Mechi Parada Lakatos is an Argentinean-American writer and filmmaker born and raised in Los Angeles. She holds a BFA in Screenwriting from Emerson College and is currently pursuing a masters degree in divinity at Harvard University. She is passionate about writing as a vehicle to represent imperfections and complexities in women, and her writing is most often focused on themes surrounding sexual assault, gender, feminist politics, cultural and socioeconomic intersectionality, and sexuality. Her screenwriting has been recognized by the Austin Film Festival, the National Young Arts Foundation, Blue Cat, and Page International. She has written and directed for the stage as well as the screen, and her original play, Seventeenth, premiered at the Boston Center for the Arts in 2015.
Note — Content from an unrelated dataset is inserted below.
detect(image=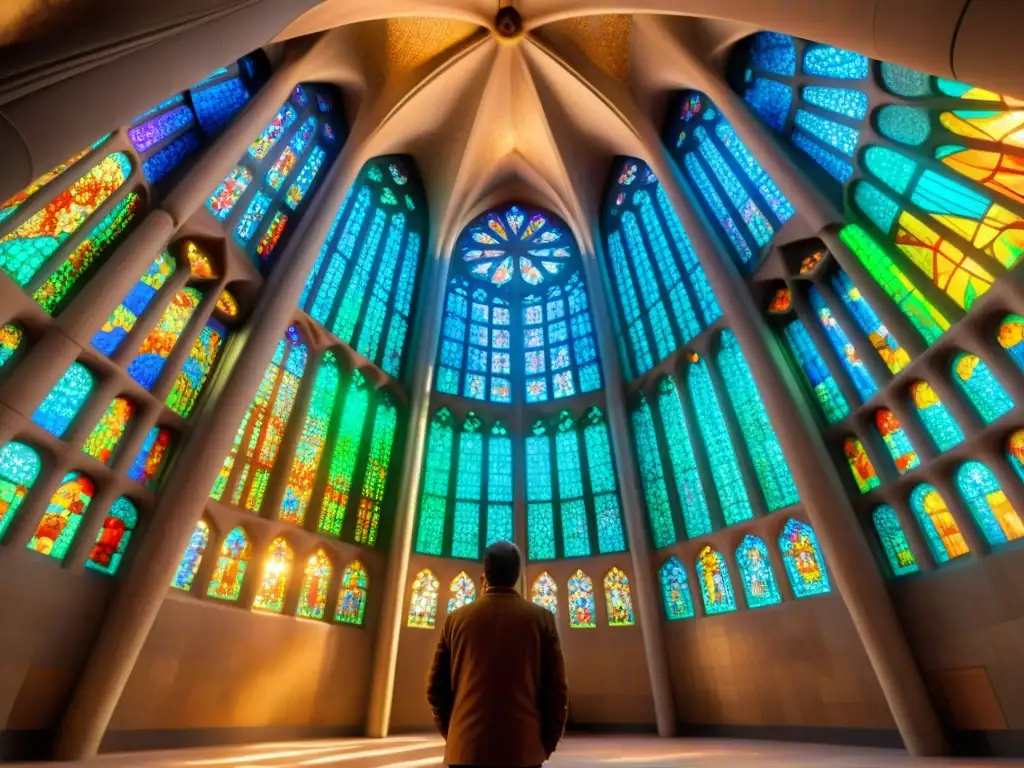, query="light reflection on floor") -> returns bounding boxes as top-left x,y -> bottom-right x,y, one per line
12,736 -> 1022,768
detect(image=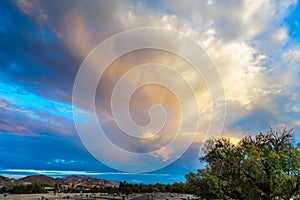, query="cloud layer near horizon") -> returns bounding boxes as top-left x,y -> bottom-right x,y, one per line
0,0 -> 300,178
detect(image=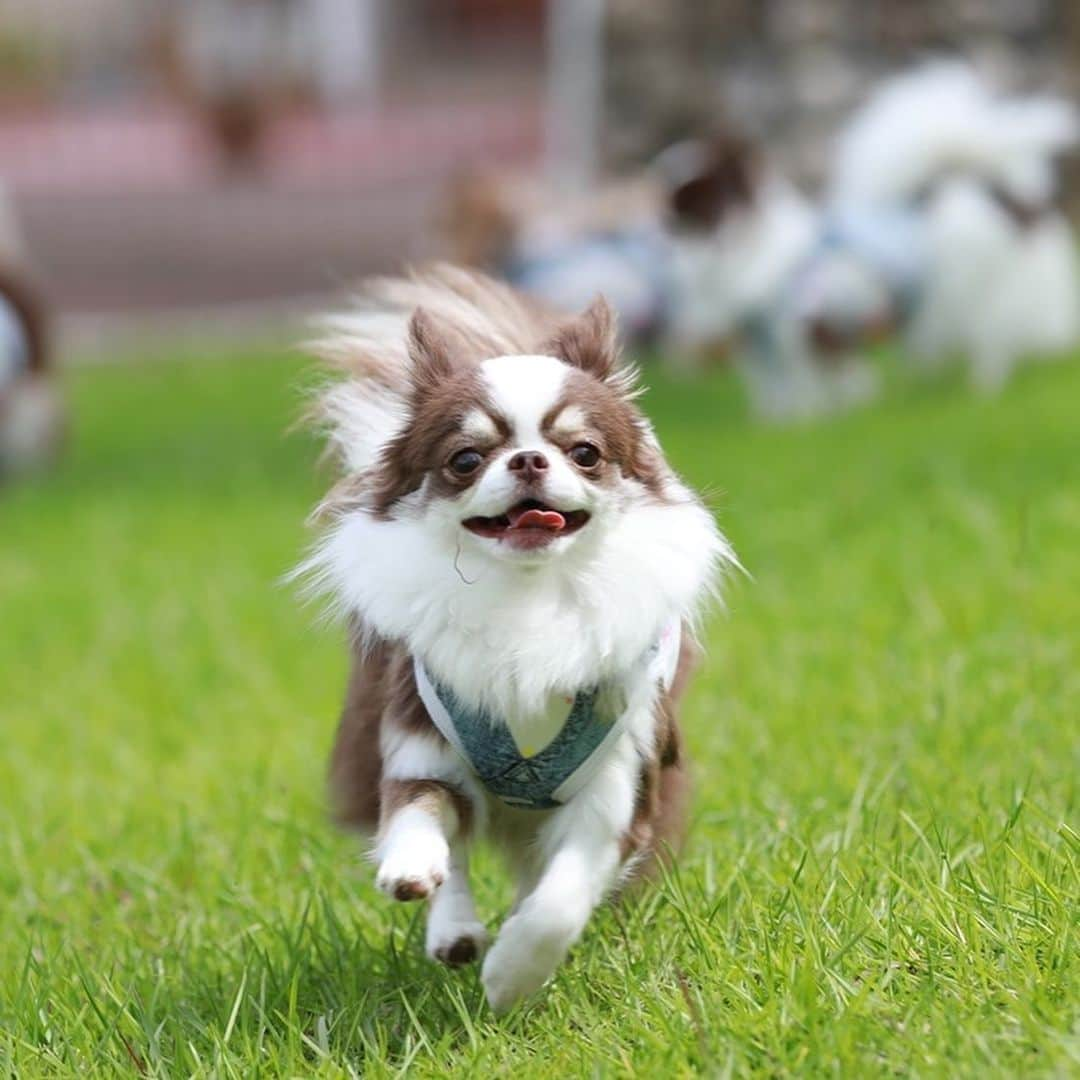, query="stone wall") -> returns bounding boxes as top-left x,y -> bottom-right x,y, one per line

Brittany Menjivar is a junior at Yale University studying English and Film. In 2018, she wrote, directed, and acted in McDeath: An American Play, an original Macbeth adaptation about high schoolers in the 1990s; the show debuted at Yale’s Lighten Theater in November. This year, she wrote, directed, and acted in original children’s play Library Pirate at Yale’s Nick Chapel Theater and served as the cinematographer for short films Pródigos (dir. Chayton Pabich Danyla) and It’s Me Again (dir. Carrie Mannino). She has been a music journalist for pop culture website The Young Folks since her senior year of high school, which means that you can often find her photographing shows and interviewing rock bands. Her creative inspirations include Damon Albarn, Madeleine L’Engle, S.E. Hinton, and Jordan Peele.